The case is the first lawsuit brought by NJFOG in Middlesex County as part of its statewide affirmative litigation initiative to increase OPMA and OPRA compliance by public agencies. Meetings Act compliance, in particular, is sorely lacking in the state. A favorable ruling in the case would help to strengthen enforcement throughout Middlesex County.
The suit follows a July 7 OPRA request by Grieco for the minutes of the Spotswood School Board’s eight most recent nonpublic meetings (executive or closed sessions), the resolutions that authorized them, and fifty-seven sets of minutes for public meetings (open session) held in the last few years.
Public bodies in the state are required to keep minutes of their official proceedings, both those open and closed to the public, and must have a written resolution setting forth the specific valid reasons for entering closed session.
The meeting minutes that were provided in response to Grieco’s request fall well short of the “reasonably comprehensible” standard required by the Meetings Act, NJFOG claims.
The lawsuit points out that most of the closed door meetings held from August 2015 through this April lasted thirty minutes to an hour or more, while the minutes for those sessions state only that "the Board discussed legal issues" or "the Board discussed goals" or "the Board discussed personnel issues" or that the Board accepted the Superintendent's recommendations without stating what they are.
There is no mention of the parties to any contract or legal matter, specifics that should be disclosed in the executive session resolution, according to NJFOG. “Without that information, a member of the public wanting to know more about a specific matter wouldn’t know what records to request,” said attorney Walter Luers, who serves as NJFOG vice president.
Further, the minutes don’t list the time and place of the meeting or the members present, as the Meetings Act requires.
NJFOG also alleges that the Board either did not advertise its meetings in two newspapers or failed to accurately convey in the minutes the manner in which notice was given.

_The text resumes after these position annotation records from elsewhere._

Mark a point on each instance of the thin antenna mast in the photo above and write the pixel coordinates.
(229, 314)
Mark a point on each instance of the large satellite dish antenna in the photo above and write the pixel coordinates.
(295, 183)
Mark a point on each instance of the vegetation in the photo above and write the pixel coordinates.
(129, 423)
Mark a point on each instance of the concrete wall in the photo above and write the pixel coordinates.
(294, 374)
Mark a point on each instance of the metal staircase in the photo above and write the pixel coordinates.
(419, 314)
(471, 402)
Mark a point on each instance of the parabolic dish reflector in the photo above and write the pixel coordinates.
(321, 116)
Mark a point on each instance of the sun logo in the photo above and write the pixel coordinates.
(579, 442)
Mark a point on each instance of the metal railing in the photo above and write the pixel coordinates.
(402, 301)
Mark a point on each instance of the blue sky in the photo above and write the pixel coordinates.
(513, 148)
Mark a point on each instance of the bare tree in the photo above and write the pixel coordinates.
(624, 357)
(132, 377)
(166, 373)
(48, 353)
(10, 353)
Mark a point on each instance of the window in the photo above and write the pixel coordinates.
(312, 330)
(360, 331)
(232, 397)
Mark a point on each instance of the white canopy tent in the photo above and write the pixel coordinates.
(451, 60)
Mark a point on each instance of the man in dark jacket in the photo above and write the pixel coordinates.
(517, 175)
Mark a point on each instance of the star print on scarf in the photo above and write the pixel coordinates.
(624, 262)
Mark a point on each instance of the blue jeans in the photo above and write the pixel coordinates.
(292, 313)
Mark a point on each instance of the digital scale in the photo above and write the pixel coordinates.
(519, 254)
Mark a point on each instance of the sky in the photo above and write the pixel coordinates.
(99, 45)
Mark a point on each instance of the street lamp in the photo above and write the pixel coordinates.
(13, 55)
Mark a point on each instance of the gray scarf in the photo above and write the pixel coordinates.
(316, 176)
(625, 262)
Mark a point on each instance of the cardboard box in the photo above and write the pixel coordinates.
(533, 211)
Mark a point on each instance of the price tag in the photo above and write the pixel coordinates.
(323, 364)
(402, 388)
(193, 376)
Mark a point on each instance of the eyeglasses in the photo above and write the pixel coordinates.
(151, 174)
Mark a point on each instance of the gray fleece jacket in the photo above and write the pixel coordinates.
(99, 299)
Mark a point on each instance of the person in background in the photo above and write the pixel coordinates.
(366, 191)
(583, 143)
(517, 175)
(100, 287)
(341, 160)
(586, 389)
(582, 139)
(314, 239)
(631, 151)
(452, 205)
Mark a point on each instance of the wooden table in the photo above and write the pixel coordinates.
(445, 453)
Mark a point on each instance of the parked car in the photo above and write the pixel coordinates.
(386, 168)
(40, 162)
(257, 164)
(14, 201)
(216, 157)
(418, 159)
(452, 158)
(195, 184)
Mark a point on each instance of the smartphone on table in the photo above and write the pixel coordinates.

Both are OPMA requirements.
“Their minutes are some of the worst I’ve seen,” said John Paff, who is NJFOG treasurer as well as chairman of the organization’s Affirmative Litigation Committee.
More than two years ago, in January 2014, Paff himself contacted the Spotswood School Board regarding some of these same inadequacies, and the Board’s attorney assured him that the Board would endeavor to be compliant with the law.
In response to Grieco’s July 7 OPRA request for the meeting minutes, the School Board’s Business Administrator directed her to the Board’s website.
All of the requested nonpublic meeting resolutions and minutes – or, rather, what the Board is calling minutes – were there, but they offer almost no information at all, as already mentioned.
Missing, however, were two thirds of the public session minutes that Grieco requested. All but one were subsequently posted to the site on August 1; the remaining set was not yet provided as of the date the complaint was filed.
“While records custodians sometimes respond to an OPRA request by directing someone with internet access to a website to retrieve a record, the record needs to be there,” said NJFOG president John Schmidt.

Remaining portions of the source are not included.